- Born: Rahmon Adegoke Adedoyin January 1, 1957 (age 69) Ile-Ife, Osun State, Nigeria
- Education: University of Ife All Saints University School of Medicine
- Occupations: Educationist; businessman;
- Years active: 1990–2023
- Notable work: Oduduwa University Oduduwa Polytechnic The Polytechnic, Ile-Ife

= Rahmon Adedoyin =

Nigerian educationist and businessman

Rahmon Adegoke Adedoyin (born January 1, 1957) is a Nigerian educationist and businessman who was sentenced to death by hanging on May 30, 2023. He is the founder and proprietor of Oduduwa University and The Polytechnic, Ile-Ife. In an interview with Vanguard, Rahmon claimed that the late Oba Okunade Sijuwade had nominated him as the Ooni of Ife before his death because of "his developmental strides, particularly in the cradle of Yoruba land".

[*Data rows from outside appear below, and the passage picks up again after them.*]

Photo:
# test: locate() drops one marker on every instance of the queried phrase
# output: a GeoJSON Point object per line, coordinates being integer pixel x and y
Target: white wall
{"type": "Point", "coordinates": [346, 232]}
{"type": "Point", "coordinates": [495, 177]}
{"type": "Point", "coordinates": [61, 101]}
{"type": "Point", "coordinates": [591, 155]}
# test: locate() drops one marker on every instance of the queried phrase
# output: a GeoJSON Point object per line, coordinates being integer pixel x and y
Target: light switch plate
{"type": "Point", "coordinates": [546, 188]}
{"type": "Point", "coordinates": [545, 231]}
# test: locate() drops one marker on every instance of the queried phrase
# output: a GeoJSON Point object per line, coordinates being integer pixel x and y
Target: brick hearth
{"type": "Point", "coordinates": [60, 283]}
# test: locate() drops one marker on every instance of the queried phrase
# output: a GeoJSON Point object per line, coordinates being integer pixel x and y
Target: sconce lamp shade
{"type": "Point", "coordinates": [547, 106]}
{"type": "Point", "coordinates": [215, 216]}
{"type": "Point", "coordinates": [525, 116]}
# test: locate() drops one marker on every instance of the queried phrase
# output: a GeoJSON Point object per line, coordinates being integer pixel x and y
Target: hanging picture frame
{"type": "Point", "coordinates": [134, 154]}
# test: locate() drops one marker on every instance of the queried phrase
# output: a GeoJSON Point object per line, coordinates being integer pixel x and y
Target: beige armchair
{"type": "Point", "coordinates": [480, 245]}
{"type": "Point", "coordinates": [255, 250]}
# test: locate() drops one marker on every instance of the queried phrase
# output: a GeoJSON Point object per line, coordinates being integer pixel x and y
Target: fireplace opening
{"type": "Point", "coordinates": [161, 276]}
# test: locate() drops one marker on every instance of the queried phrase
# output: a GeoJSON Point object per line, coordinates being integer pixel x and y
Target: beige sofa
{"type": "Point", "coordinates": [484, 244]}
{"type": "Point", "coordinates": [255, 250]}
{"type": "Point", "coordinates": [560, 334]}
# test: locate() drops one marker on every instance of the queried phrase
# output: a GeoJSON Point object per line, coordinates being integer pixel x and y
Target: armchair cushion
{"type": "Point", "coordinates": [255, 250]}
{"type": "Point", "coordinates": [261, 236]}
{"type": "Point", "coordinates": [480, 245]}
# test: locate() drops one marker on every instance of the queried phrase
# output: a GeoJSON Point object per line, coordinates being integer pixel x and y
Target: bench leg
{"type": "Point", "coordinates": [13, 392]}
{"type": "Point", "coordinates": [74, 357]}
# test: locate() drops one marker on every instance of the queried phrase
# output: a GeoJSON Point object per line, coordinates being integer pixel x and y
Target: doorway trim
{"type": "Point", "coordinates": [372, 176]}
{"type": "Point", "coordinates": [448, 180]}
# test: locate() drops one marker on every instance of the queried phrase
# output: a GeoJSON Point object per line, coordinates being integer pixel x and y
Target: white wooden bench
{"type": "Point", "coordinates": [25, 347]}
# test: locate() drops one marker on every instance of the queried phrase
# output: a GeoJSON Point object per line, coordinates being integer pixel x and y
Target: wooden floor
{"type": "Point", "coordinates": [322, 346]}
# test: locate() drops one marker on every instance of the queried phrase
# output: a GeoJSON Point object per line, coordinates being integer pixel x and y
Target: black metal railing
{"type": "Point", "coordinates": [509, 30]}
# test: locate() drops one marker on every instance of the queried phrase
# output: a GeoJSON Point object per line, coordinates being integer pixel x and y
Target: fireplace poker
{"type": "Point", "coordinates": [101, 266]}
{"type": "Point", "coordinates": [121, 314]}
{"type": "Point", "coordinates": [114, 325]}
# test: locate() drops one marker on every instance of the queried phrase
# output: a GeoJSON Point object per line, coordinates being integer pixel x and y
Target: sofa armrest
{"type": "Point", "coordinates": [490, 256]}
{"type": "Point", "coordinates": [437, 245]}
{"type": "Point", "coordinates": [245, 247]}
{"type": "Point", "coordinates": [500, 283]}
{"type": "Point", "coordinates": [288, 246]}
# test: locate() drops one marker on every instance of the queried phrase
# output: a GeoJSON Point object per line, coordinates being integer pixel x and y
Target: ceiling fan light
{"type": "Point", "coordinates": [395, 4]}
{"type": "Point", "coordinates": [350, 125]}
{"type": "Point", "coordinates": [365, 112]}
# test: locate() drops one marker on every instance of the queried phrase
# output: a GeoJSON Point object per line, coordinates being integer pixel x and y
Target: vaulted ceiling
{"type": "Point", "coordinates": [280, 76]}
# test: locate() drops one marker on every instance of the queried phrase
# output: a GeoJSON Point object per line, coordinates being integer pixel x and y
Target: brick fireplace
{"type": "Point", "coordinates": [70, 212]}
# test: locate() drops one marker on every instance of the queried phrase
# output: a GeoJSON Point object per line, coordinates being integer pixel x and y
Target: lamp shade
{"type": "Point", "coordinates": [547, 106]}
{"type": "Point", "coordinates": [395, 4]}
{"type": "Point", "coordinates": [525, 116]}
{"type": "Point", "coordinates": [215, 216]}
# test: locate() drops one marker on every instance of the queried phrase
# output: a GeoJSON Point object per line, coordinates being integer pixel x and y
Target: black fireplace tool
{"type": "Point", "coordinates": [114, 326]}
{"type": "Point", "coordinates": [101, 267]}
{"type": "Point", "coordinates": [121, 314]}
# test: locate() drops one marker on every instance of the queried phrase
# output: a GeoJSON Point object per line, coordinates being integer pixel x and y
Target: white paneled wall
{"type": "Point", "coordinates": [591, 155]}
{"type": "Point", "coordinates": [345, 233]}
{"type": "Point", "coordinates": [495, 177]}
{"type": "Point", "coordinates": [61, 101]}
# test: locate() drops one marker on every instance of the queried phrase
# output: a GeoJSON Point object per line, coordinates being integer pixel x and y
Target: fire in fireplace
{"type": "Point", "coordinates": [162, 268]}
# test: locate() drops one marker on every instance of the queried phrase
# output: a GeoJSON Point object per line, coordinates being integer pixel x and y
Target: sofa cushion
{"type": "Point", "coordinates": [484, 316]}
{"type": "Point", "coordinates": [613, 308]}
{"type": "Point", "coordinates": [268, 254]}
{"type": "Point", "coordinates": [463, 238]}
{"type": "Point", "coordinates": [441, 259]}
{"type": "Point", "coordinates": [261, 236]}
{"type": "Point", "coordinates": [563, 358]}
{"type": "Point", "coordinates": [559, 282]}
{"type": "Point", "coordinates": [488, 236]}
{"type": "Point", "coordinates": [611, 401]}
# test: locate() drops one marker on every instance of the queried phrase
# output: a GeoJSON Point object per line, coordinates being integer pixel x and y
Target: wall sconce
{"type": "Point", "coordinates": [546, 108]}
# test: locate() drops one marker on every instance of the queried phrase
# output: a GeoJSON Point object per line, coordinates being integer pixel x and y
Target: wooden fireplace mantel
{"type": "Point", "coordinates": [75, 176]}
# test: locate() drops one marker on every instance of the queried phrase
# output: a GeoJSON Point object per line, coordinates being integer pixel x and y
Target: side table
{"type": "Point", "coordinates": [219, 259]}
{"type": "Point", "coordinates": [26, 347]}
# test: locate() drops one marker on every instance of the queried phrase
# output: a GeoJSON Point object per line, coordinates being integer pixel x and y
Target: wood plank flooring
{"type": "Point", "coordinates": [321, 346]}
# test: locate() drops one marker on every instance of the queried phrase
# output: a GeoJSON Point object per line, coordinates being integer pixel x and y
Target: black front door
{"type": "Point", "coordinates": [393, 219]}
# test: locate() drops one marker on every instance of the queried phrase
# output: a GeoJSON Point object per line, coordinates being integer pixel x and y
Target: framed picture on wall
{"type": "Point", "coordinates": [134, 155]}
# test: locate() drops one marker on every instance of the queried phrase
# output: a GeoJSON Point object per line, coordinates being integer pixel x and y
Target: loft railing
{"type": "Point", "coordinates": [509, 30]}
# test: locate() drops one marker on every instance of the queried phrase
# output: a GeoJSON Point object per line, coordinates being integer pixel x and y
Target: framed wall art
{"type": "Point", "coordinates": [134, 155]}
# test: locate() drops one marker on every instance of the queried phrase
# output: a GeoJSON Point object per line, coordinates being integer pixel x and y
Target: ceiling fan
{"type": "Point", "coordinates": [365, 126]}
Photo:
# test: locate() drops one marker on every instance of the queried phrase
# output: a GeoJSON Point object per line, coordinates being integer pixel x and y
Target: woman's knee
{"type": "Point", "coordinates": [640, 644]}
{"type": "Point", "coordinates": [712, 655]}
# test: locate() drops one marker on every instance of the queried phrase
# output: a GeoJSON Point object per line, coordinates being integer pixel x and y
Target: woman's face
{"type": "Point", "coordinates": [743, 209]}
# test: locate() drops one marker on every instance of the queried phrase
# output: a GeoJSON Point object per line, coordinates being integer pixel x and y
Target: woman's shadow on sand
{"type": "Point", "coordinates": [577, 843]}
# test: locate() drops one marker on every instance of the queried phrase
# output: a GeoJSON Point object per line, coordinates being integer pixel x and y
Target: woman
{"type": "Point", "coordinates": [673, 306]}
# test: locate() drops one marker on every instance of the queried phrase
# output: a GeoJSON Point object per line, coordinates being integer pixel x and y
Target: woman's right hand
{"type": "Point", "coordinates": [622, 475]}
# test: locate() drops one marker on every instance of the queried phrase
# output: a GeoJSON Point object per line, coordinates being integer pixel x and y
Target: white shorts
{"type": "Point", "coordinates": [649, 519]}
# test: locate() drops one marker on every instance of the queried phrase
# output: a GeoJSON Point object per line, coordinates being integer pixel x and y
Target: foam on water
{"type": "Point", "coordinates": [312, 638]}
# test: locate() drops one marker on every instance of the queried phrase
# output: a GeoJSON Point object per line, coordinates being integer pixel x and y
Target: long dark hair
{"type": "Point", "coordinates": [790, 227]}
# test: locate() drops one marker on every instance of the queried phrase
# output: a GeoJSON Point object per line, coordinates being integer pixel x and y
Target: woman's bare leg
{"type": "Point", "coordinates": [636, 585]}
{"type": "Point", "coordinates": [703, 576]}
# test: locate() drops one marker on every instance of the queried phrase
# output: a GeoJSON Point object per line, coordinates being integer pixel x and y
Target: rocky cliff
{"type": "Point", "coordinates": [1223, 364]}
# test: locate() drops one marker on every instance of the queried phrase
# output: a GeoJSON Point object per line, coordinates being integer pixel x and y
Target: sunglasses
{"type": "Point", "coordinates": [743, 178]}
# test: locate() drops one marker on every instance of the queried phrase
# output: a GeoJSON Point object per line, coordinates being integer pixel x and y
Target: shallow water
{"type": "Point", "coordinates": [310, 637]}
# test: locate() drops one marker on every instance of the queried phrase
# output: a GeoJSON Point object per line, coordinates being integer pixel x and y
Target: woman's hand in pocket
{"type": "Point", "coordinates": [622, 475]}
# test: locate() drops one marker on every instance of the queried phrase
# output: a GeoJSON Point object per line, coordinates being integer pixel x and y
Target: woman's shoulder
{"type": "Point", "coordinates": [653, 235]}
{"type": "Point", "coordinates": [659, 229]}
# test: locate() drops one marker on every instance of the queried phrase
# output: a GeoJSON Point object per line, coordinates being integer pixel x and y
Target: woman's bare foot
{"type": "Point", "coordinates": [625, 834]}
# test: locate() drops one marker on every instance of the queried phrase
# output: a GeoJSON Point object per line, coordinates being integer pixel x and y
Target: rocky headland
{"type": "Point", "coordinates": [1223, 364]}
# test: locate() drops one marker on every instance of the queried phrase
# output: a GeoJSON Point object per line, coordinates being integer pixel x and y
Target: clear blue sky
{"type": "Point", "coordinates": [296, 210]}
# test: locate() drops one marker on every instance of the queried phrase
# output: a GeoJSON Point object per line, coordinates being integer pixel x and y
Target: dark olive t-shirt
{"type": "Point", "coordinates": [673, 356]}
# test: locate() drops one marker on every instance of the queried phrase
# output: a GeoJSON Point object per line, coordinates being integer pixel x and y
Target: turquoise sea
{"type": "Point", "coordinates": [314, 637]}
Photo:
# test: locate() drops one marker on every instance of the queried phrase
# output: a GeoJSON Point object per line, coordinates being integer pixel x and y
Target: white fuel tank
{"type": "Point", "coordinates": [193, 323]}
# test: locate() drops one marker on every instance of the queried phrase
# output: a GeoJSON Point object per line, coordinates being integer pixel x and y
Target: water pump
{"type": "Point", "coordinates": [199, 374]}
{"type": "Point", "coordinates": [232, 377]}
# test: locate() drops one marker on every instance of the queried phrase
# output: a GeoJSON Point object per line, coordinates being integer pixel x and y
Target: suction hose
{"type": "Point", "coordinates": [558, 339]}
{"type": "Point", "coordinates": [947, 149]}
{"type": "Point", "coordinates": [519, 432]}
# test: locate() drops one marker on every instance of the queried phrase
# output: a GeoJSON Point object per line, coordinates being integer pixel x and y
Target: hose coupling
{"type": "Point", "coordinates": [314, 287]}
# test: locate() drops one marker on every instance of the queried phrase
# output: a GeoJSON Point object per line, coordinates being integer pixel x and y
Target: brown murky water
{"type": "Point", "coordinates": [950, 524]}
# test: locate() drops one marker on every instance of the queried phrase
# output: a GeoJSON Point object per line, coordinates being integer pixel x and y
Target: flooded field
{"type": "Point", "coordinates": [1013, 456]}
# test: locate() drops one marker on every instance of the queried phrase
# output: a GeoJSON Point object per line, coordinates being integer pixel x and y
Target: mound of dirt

==Early life, education and career==
Rahmon Adegoke was born into the royal family of the Akui ruling house in the ancient city of Ife in Osun State, where he went on to complete his primary and secondary school education. He proceeded to the University of Ife (now Obafemi Awolowo University) where he obtained a Bachelor of Science degree in 1983 after studying Mathematics Education. He also attended Centurion International University, California where he obtained his master's degree and went on to bag a doctorate degree in 1996 from All Saints University School of Medicine, New York City.

In a bid to revamp education in Nigeria, Rahmon founded The Polytechnic, Ile-Ife in 1984 and Oduduwa University in 2009. He is a fellow of the Nigerian Institute of Industrial Statisticians.

== Death sentence ==
Adedoyin was arrested in November 2021 following the death of Adegoke Timothy at his Hilton Hotel which he is the founder. He was denied bail but granted access to medical facilities of his choice pending court hearing. On 30 May 2023, Court found Rahmon guilty of murder and sentenced him to death by hanging.

In January 2025, the Court of Appeal in Akure upheld the death sentence, ruling that the conviction was valid and in accordance with the law. However, it overturned the lower court's order requiring Adedoyin’s estate to sponsor the victim’s children’s education and reversed the forfeiture of his hotel and vehicle, stating that such orders exceeded statutory provisions.